Sources and Sinks

ken bbrow07 at students.bbk.ac.uk
Fri Jan 9 04:06:47 PST 2004


James A. Donald wrote:
>     --
> On 3 Jan 2004 at 8:09, Michael Kalus wrote:
> 
>>Yes, the way this usually works is that the government builds
>>the road, then sells it to a private company for some money
>>and then the upkeep is handled by the company.
>>
>>It is rather seldom that someone builds a road for a business
>>venture.
> 
> 
> Used to happen all the time, before governments became so
> intrusive. 

Not that often.  The usual way of making & fixing roads before the 
  late 19th century was - and had been for centuries - collective. 
At best some charity or other got people together to help out. At 
worst the local lord of the manor or big landowner forced a 
sufficiently large number of peasants to do the job.

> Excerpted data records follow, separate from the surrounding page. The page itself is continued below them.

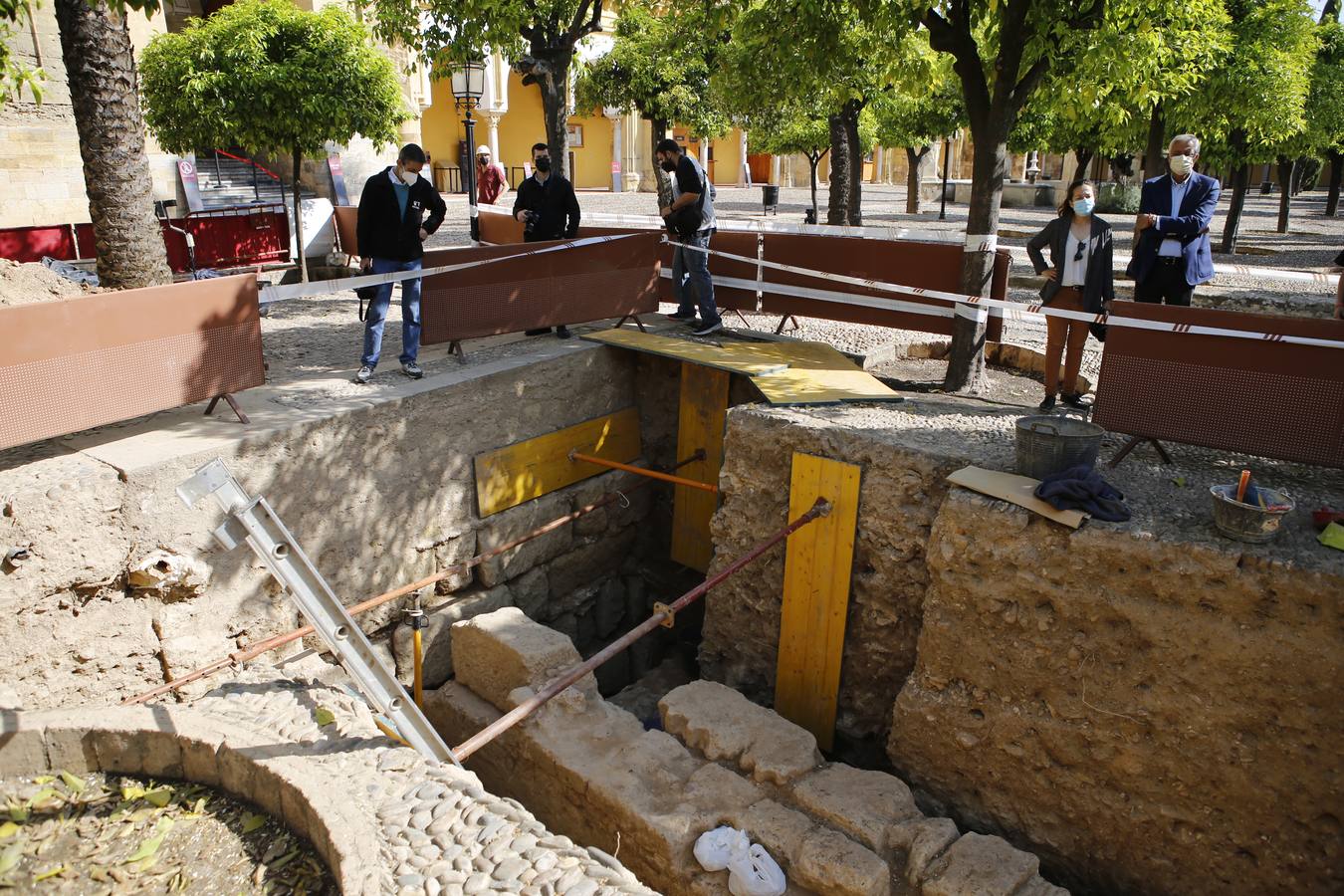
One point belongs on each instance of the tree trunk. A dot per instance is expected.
(990, 168)
(657, 130)
(1332, 200)
(1156, 142)
(553, 78)
(837, 211)
(1083, 160)
(1285, 187)
(855, 146)
(914, 202)
(299, 216)
(104, 92)
(1240, 181)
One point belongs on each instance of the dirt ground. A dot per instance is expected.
(118, 834)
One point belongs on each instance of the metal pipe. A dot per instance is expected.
(254, 650)
(652, 474)
(490, 733)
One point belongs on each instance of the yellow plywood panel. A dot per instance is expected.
(683, 349)
(526, 470)
(701, 416)
(816, 594)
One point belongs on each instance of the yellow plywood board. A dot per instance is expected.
(1018, 489)
(817, 563)
(701, 416)
(510, 476)
(684, 349)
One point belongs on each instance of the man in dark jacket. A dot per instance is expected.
(549, 210)
(391, 230)
(1172, 253)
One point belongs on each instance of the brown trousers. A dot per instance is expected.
(1062, 332)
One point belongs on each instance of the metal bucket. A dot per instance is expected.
(1248, 522)
(1052, 443)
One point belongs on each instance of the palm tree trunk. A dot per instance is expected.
(105, 97)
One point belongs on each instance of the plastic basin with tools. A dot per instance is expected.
(1054, 443)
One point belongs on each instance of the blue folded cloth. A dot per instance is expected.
(1081, 488)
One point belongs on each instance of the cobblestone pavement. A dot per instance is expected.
(438, 830)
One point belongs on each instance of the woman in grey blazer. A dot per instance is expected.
(1079, 280)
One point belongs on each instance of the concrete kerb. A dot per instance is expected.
(175, 742)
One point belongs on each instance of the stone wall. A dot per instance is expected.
(1145, 706)
(126, 585)
(591, 772)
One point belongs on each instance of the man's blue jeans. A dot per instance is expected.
(691, 272)
(378, 314)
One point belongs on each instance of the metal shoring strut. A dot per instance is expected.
(254, 522)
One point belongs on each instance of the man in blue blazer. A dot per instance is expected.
(1171, 253)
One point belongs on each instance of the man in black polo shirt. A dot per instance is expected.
(391, 229)
(549, 210)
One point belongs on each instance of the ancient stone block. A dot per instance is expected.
(499, 652)
(436, 639)
(504, 527)
(863, 803)
(830, 862)
(980, 865)
(723, 724)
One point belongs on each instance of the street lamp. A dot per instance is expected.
(468, 87)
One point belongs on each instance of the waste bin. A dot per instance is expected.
(769, 199)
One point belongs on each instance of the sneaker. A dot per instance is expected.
(1075, 400)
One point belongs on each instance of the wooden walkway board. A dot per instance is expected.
(510, 476)
(785, 372)
(816, 594)
(701, 418)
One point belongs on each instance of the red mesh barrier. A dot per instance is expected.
(568, 287)
(924, 265)
(114, 356)
(1270, 399)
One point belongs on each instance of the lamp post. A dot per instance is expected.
(468, 87)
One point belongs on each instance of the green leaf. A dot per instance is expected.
(76, 784)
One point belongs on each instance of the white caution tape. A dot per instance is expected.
(1013, 311)
(273, 293)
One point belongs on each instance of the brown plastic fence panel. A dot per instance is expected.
(1256, 396)
(568, 287)
(113, 356)
(909, 264)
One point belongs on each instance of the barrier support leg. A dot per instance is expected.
(210, 408)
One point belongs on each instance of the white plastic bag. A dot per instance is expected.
(756, 875)
(718, 848)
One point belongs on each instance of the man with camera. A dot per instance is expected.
(549, 210)
(690, 220)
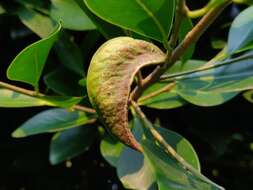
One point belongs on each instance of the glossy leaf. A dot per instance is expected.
(185, 27)
(108, 90)
(166, 100)
(29, 63)
(2, 10)
(70, 15)
(248, 96)
(11, 99)
(150, 18)
(111, 150)
(231, 75)
(70, 143)
(137, 172)
(241, 31)
(106, 29)
(169, 173)
(69, 87)
(52, 120)
(69, 54)
(34, 20)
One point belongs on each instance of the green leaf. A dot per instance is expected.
(169, 173)
(29, 63)
(69, 54)
(231, 75)
(54, 81)
(70, 143)
(70, 15)
(34, 20)
(248, 96)
(185, 27)
(165, 100)
(2, 10)
(106, 29)
(241, 31)
(52, 120)
(109, 90)
(137, 172)
(111, 150)
(11, 99)
(150, 18)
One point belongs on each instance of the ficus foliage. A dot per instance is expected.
(84, 96)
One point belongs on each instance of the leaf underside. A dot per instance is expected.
(109, 79)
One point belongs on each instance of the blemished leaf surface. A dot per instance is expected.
(109, 79)
(29, 63)
(53, 120)
(11, 99)
(34, 20)
(70, 143)
(106, 29)
(150, 18)
(241, 31)
(70, 15)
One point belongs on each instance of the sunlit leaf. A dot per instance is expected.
(53, 120)
(70, 143)
(109, 79)
(70, 15)
(29, 63)
(150, 18)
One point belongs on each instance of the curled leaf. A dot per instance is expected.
(109, 79)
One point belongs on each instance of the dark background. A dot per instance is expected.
(222, 135)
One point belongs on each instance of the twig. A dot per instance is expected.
(169, 149)
(40, 95)
(180, 14)
(167, 88)
(190, 38)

In lots of places landowners had the duty to maintain roads across 
their property, and the government would force them to do it. 
There are lots - many thousands I think - of legal records in 
England way back to the middle ages

A bit different in the western parts of USA if only because so 
many roads there are new, but even then the vast majority either 
were started by government (or some other non-commercial 
organisation) or else taken over by government after built.

Canals and railways were mostly built by private business - and 
mostly came into public ownership when they went broke, often 
bailing out the failed investors. In both Europe and North America.